My $0.02 is that many people are on a budget and spend their money on wheels, exhausts, or cosmetic parts, not due to fear of hydrolock.


----------



## rsStewie (Jan 25, 2008)

I remember reading about NLS a while ago in PVW, awesome pair of rabbits:thumbup: while you had the BSH what did you think of it. I think that's the one I'm gonna end up buying


----------



## rsStewie (Jan 25, 2008)

brian81 said:


> My $0.02 is that many people are on a budget and spend their money on wheels, exhausts, or cosmetic parts, not due to fear of hydrolock.

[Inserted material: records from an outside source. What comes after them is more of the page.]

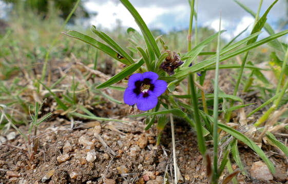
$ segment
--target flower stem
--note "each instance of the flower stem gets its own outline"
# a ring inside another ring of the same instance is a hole
[[[169,109],[171,108],[170,104],[168,104]],[[171,123],[171,133],[172,134],[172,147],[173,149],[173,164],[174,165],[174,175],[175,175],[175,183],[178,183],[177,179],[177,163],[176,163],[176,149],[175,148],[175,133],[174,131],[174,122],[173,121],[173,116],[170,113],[170,123]]]
[[[190,7],[191,12],[190,13],[190,24],[189,24],[189,30],[188,30],[188,51],[191,50],[191,37],[192,37],[192,26],[193,25],[193,14],[194,13],[194,0],[188,0],[189,2],[191,1]]]
[[[285,57],[284,58],[284,61],[283,61],[283,63],[286,63],[287,59],[288,59],[288,48],[287,49],[287,51],[285,53]],[[285,66],[285,65],[284,66]],[[282,67],[282,70],[283,70],[284,68]],[[278,84],[281,83],[282,82],[281,81],[282,80],[278,81]],[[261,125],[262,123],[264,122],[268,119],[269,116],[271,114],[271,113],[274,112],[278,108],[279,104],[281,102],[281,100],[282,100],[282,98],[283,98],[284,94],[285,94],[285,91],[286,91],[286,90],[287,90],[287,88],[288,88],[288,79],[286,79],[286,82],[285,82],[285,84],[284,85],[284,86],[283,87],[283,88],[282,89],[281,93],[279,94],[280,94],[279,96],[278,97],[278,98],[276,100],[275,100],[275,101],[274,101],[273,105],[272,105],[269,108],[269,109],[268,109],[268,110],[266,112],[265,112],[265,113],[264,113],[264,114],[263,114],[263,116],[260,118],[259,118],[259,119],[256,122],[256,123],[254,124],[254,125],[256,127],[260,125]],[[278,94],[276,94],[276,95],[277,95]]]

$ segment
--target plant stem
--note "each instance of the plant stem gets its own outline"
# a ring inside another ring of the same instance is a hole
[[[283,62],[286,63],[287,62],[287,59],[288,59],[288,48],[287,48],[287,51],[285,53],[285,57]],[[284,68],[282,68],[282,70]],[[279,80],[278,84],[279,83],[281,83],[281,81]],[[261,125],[262,123],[264,122],[268,119],[269,116],[270,116],[271,113],[274,112],[278,108],[279,104],[281,102],[281,100],[282,100],[282,98],[283,98],[284,94],[285,94],[285,91],[286,91],[287,88],[288,88],[288,79],[286,79],[286,82],[285,82],[285,84],[283,87],[283,89],[282,89],[282,90],[280,93],[280,96],[278,97],[278,99],[277,99],[275,101],[274,101],[274,103],[273,105],[269,108],[269,109],[268,109],[268,110],[266,112],[264,113],[264,114],[263,114],[263,116],[260,118],[259,118],[259,119],[256,122],[256,123],[254,124],[254,125],[256,127],[260,125]],[[276,94],[276,95],[277,95],[277,94]]]
[[[213,108],[213,142],[214,142],[214,162],[213,175],[212,182],[218,183],[218,75],[219,71],[220,47],[220,30],[221,30],[221,13],[219,19],[219,31],[217,41],[217,50],[216,56],[216,67],[215,69],[215,80],[214,81],[214,104]]]
[[[257,22],[258,19],[258,17],[259,17],[259,13],[260,13],[260,10],[261,10],[261,7],[262,6],[262,2],[263,2],[263,0],[260,0],[259,6],[258,6],[258,12],[257,12],[257,14],[255,16],[255,20],[254,21],[254,25],[253,26],[253,28],[254,28],[254,26],[255,26],[255,25],[256,25],[256,23]],[[235,86],[235,88],[234,89],[234,92],[233,93],[233,95],[234,95],[234,96],[236,96],[237,94],[237,91],[238,90],[238,87],[239,87],[239,84],[240,84],[240,82],[241,79],[242,78],[242,75],[243,74],[243,70],[244,70],[244,67],[245,66],[245,63],[246,63],[246,60],[247,60],[247,56],[248,56],[248,53],[249,53],[249,51],[247,51],[247,52],[246,52],[246,54],[245,54],[245,56],[244,57],[244,58],[243,58],[243,61],[242,62],[242,64],[241,64],[241,66],[240,71],[240,72],[239,72],[239,74],[238,75],[238,78],[237,79],[237,83],[236,83],[236,86]],[[233,107],[233,105],[234,105],[234,101],[233,100],[231,100],[231,103],[230,103],[230,107]],[[229,112],[228,112],[228,114],[226,116],[226,121],[227,121],[227,122],[228,122],[228,123],[230,122],[230,118],[231,117],[231,113],[232,113],[232,111],[229,111]]]
[[[190,7],[191,11],[190,13],[190,24],[189,24],[189,30],[188,30],[188,51],[191,50],[191,38],[192,37],[192,26],[193,25],[193,14],[194,13],[194,0],[191,1]]]
[[[171,108],[170,104],[168,104],[169,109]],[[174,122],[173,121],[173,116],[170,113],[170,123],[171,123],[171,133],[172,134],[172,147],[173,149],[173,164],[174,165],[174,174],[175,175],[175,183],[178,183],[177,179],[177,163],[176,162],[176,149],[175,147],[175,132],[174,131]]]
[[[58,40],[58,37],[59,37],[59,35],[60,35],[60,34],[61,34],[61,31],[64,28],[64,27],[66,26],[66,25],[68,22],[68,21],[69,20],[69,19],[70,19],[70,18],[71,17],[71,16],[72,16],[72,15],[73,14],[73,13],[74,13],[74,12],[76,10],[76,8],[77,8],[77,7],[78,6],[78,5],[79,4],[79,3],[80,3],[80,0],[77,1],[77,2],[76,2],[76,4],[75,4],[75,6],[74,6],[74,8],[73,8],[73,9],[72,10],[71,12],[70,12],[70,14],[69,14],[68,17],[66,18],[66,19],[65,20],[65,21],[64,22],[64,24],[61,27],[61,28],[60,29],[60,31],[59,31],[59,33],[58,33],[58,35],[54,39],[54,40],[53,40],[53,42],[52,42],[51,45],[49,48],[49,50],[48,50],[48,52],[46,53],[46,55],[45,56],[45,61],[44,64],[43,65],[43,68],[42,69],[42,76],[41,76],[41,82],[43,82],[43,81],[44,80],[44,78],[45,77],[45,74],[46,74],[46,67],[47,67],[47,62],[48,62],[48,59],[49,55],[50,54],[50,53],[51,52],[51,51],[52,50],[52,48],[53,48],[53,47],[54,46],[54,45],[56,43],[56,41],[57,41],[57,40]]]

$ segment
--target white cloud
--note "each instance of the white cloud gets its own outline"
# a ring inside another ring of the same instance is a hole
[[[105,4],[98,4],[95,2],[87,2],[85,7],[89,11],[96,11],[98,15],[90,20],[91,24],[102,28],[113,29],[117,26],[117,20],[120,20],[122,25],[125,27],[131,27],[139,30],[133,17],[130,12],[121,4],[115,4],[107,1]],[[137,11],[141,15],[146,24],[148,25],[155,20],[156,17],[165,13],[164,8],[156,7],[139,7]]]

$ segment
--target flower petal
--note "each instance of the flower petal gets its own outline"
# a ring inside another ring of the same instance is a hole
[[[141,81],[143,80],[142,74],[140,73],[133,74],[130,76],[129,78],[129,80],[128,81],[128,87],[133,88],[135,88],[135,82],[139,80]]]
[[[145,78],[148,78],[151,80],[151,82],[154,82],[158,77],[158,74],[153,72],[146,72],[142,74],[143,79]]]
[[[141,110],[148,110],[154,108],[158,102],[157,97],[149,95],[147,97],[143,97],[143,94],[140,95],[137,101],[137,107]]]
[[[125,90],[123,98],[125,104],[132,105],[137,102],[139,97],[134,93],[133,89],[132,87],[128,87]]]
[[[157,80],[153,84],[154,84],[154,89],[153,89],[153,91],[149,91],[149,94],[154,95],[156,97],[159,97],[163,94],[167,89],[167,82],[165,81]]]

Yup that makes sense:thumbup:


----------



## pennsydubbin (Mar 3, 2010)

i've had the BSH CAI for about a year now and i live in PA. I've made it through the winter and many rainy weather. I've gone through multiple puddles that splash over my hood all the time without any type of problem. I was alittle scared when experiencing these situations but my car is still running:thumbup:


----------



## nothing-leaves-stock (Mar 1, 2005)

over all....the BSH is the best intake in the 2.5L market.
good parts, built nice, good price, fits good, looks good. ONLY intake that doesn't throw CEL without software or a ring.


----------



## Schrottplatzer (Jun 13, 2009)

I've had the Carbonio on through Bavarian rain and Swedish winter with no problem so far; I was a little worried after I lowered the car, but it's so deep into the fender well you'd reall have to drive through some deep water for it to be an issue


----------



## WhatEatsRabbits (Jul 19, 2005)

I have the hydrolock fear also. Ive always used shortrams,but I really like the new whale penis thats coming out soon for my 2010. I one time hydrolocked a chevy cavalier(stock intake) messing around it a mall parking lot in deep puddles like 2-3 feet. I was young and dumb, if you have common sense I don't see it being an issue.


----------



## rsStewie (Jan 25, 2008)

> I was young and dumb, if you have common sense I don't see it being an issue.


Being 17 years old, sometimes common sense is all that readily available


----------



## AcidBlaze (Jul 25, 2005)

**

I've done this too my car... In deep Oregon mud puddle... Had my car towed and I fixed it all myself... Honestly, go with a cold air intake and be smart about it. Carbonio makes a great product and a CAI is MUCH better. Colder air=better performance. Sept when theirs deep water


----------



## dhenry (Feb 10, 2009)

what if the car was slammed and had no fender walls, would you guys run a bsh cai? 
i want a shield for mine, i can see it get soaking wet which is not good


----------



## spdfrek (Feb 28, 2002)

I am in IL and have hydrolocked my bunny with the VF intake. I am on H&R coils spun all the way down. I was coming off 53 at Algonquin and there was a small flash flood. the water was up to my rocker and I guess it sucked in enough water to stall the motor. I had it towed to the dealer and after new plugs, coils and an oil change it has been good. When we pulled the plugs and cranked the motor it was like 5 jets of water puking the water out.


----------



## travicon (Jan 26, 2011)

nickbeezy said:


> what if the car was slammed and had no fender walls, would you guys run a bsh cai?
> i want a shield for mine, i can see it get soaking wet which is not good


 on my previous car (mazda3) the intake snaked down into the wheel well on the driver's side and my car didnt have the splash shield due to an accident in which some idiot hit the front end of my car parked in front of my house. basically when it rained the drivers side front wheel would just kick water/debris onto the filter/splash shield and occasionally would throw a cel and run limp mode for a couple of days and threw a "MAF out of range code". then i was driving home on a stormy day on an unfamiliar road and the water was about an inch below the top of the curb(4-5 inches of water i would guess) and i couldnt really gauge the depth and with traffic behind me i had no other choice but to plunge forward and that was it. car stalled immediately. dad towed me home via his jeep, didnt start it or turn it over, took the cai and throttle body apart, dried everything up, took it for an oil change and the car ran fine for 5 weeks then kaboom on the freeway due to a warped piston head from water damage. so yes you do run a much higher risk with no fender walls/splash shields.


----------



## GrkPranksta69 (Jan 11, 2009)

Before I got my fog lights installed when I took it to the local Auto-bell the jets of water would hit around the filter and nothing happened to it. It's a Carbonio btw


----------